As a girl who became a (minor) celebrity, shoved into the thresher of the pop industry, working with the producer Leslie Howe, she was already peeking behind the magic mirror; she had an experience of the world that was precocious and traumatic. During video shoots, she wasn’t allowed to eat (Morissette says this caused her eating disorders that lasted for years), and she alludes to what happened to her sexually — the experiences that, at the time, she viewed as “consensual,” but that she now sees more clearly as statutory rape. The Alanis we see in clips from the time — on talk shows, at award ceremonies — looks giddy but vulnerable, with a fawn-in-the-headlights look under her frizzy big hair. The lie she was telling was in what she denied: that though she was a star (and, indeed, because she was a star), the world of men was crushing her.

She cooperated less and less, chafing at the role of pop princess.
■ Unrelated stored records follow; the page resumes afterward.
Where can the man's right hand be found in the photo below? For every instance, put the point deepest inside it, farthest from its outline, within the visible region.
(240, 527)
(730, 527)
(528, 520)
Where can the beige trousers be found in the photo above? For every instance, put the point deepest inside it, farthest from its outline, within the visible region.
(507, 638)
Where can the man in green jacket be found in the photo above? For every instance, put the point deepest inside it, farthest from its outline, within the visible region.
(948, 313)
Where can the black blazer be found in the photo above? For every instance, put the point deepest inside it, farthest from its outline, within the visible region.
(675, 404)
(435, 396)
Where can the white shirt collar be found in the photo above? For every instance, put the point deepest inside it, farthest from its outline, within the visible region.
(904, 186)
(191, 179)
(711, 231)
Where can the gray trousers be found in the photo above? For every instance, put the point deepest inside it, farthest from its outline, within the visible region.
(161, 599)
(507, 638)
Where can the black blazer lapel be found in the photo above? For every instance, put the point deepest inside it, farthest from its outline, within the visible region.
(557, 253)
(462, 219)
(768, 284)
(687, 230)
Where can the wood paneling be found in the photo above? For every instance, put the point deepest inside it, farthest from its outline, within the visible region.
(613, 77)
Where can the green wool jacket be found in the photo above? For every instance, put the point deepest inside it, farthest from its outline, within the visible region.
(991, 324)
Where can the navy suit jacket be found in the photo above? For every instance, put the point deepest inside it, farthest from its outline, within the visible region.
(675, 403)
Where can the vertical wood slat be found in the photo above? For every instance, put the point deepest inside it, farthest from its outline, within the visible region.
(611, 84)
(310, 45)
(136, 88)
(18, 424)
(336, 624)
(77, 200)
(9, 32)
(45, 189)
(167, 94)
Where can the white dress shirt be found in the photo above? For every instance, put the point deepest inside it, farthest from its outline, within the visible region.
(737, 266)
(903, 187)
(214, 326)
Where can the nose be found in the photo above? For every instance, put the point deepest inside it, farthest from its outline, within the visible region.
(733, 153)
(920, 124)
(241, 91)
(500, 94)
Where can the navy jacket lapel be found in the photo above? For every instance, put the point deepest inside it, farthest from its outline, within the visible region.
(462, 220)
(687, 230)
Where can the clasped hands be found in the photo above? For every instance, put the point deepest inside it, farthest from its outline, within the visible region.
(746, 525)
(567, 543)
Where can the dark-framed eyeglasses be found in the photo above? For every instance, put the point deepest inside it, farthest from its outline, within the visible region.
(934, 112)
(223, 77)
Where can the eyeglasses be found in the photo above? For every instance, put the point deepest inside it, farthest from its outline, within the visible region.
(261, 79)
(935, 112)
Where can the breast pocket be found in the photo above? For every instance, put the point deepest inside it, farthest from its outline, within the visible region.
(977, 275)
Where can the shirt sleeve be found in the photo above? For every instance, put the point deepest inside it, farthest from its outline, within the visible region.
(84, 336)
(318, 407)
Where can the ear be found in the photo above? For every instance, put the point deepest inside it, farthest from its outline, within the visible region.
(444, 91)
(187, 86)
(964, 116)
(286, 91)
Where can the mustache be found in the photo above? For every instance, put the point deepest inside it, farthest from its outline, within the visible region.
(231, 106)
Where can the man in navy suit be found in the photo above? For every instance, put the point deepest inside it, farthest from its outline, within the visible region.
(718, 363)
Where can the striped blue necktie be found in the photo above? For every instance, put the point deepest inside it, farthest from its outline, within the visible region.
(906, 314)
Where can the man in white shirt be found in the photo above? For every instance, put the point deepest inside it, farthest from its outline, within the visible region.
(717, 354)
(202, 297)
But since that’s all her record label, MCA, wanted her to be, the label dropped her. Which could have been the end of the story. That she persevered makes her no different, in theory, than a great many other pop stars. But once she put the teen-pop 1980s behind her, Morissette became a musician in search of an identity. And part of her story is that everything she was now turning her back on — the synthetic musical fakery, the sexual victimization — became the rocket fuel for her next act. Justin Timberlake didn’t need to have a reckoning over his NSYNC days. George Michael, in the “Freedom! ’90” video, immolated his shiny black leather jacket as an act of liberation, but come on — it’s not like someone at the record company forced him to dress that way for the “Faith” video. Alanis, in reinventing herself, was ripping her entire being out of the patriarchal pop machine. That’s what set the stage for the exaltation of her anger.

In Los Angeles, she played a demo of one song for Glen Ballard, and that was it; he saw the light. Ballard didn’t have a record-company budget to work with Alanis, but between February 1994 and February 1995, they did 20 day-long sessions in which they wrote and recorded 20 songs at his home studio. “In every way,” recalls Ballard, “it was like a secret hand-made project that we just kind of amused ourselves with.” (It was also a mode of two-person collaborative recording that paved the way for Taylor Swift and Billie Eilish.) Morissette and Ballard believed in what they were doing but didn’t know what they had, and when they shopped the album around to the major labels, no one wanted it. It was the young executive Guy Oseary, working for Madonna’s boutique label, Maverick Records, who came to the rescue. He signed Alanis, and the rest became history as soon as KROQ, the seminal L.A. rock station, began to play “You Oughta Know.” Within a week, thousands showed up for Alanis’s second club gig.

“Jagged” is a model of how to make a documentary that understands and celebrates an artist but also takes the long view of her. Unlike so many recent music docs, it doesn’t shy away from cultural criticism. Writers from Lorraine Ali to Hanif Abdurraqib offer insightful testimony as to what it was that made Morissette an incandescent talent. The film’s deconstruction of “You Oughta Know” is head-spinning. But it also has Kevin Smith pointing out that Morissette made music that men strongly identified with. (That’s part of the empathy of rock.) On stage, her ferocity was rapturous, but most of her music was laced with joy. Much as I love “Jagged Little Pill,” there are days when my favorite Alanis Morissette song is “Thank U,” off the follow-up album, a song about the journey from pain to happiness — and one that, by the end, is so suffused with happiness that it makes your heart stop…and start again. Only a true voice can do that.